# Port wine and cigars



## rover3013 (Nov 17, 2010)

OK, im a newbie, so i get to ask all kinds of silly questions, i see a lot of guys drink port with their smokes. So not being a drinker, whats the best tasting Port to go with a good smoke? What brands of Port do you recommend? :faint:


----------



## CaptainBlenderman (Sep 3, 2010)

Most of the references I've seen are for tawny port. I've had both tawny and ruby ports with a cigar and both are good. Ruby would pair better with a mild, sweet cigar while tawny would pair well with something in the medium category (I personally have not had a full-bodied cigar with port to be able to comment).

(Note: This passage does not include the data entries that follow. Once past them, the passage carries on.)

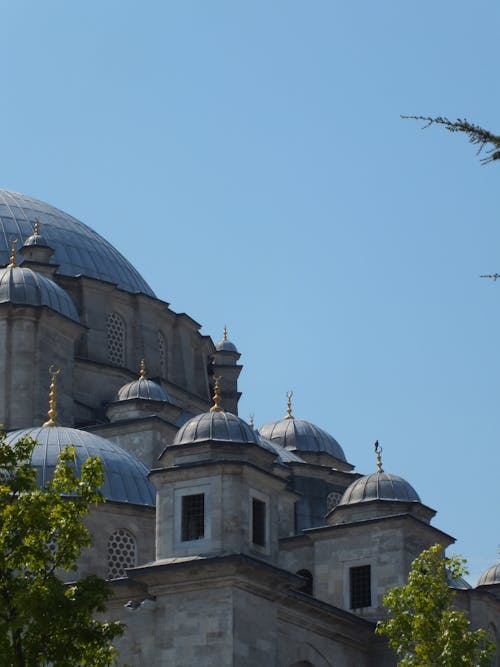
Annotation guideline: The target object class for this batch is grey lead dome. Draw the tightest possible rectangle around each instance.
[259,419,346,461]
[0,190,155,297]
[0,266,80,322]
[173,412,259,445]
[476,563,500,586]
[339,472,421,506]
[173,411,303,463]
[115,377,170,402]
[6,426,156,506]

A cheap port will work okay since likely the cigar will make it taste better! Personally, I prefer the real deal and usually opt for a porto (the original "port" from Portugal). Dow's, Warre's, and Sandeman are particularly good. But I've only had their entry-level offerings (with the exception of Warre's...their Warre's Warrior Special Reserve is wonderful). Portos with an age delineated on the bottle are supposed to be even better but I've never sprung for one.


----------



## cheese (Dec 26, 2009)

This may be of some help:

http://www.cigarforums.net/forums/vb/food-wine-drink-forum/278976-some-good-ports.html


----------



## rover3013 (Nov 17, 2010)

i tried a Penfolds Tawny, and it was really great with my stogies, thx for the advice:hat:


----------



## Cigar Man Andy (Aug 13, 2008)

The Los Blancos Sumatra was specifically blended to go with Port or coffee. Try one.


----------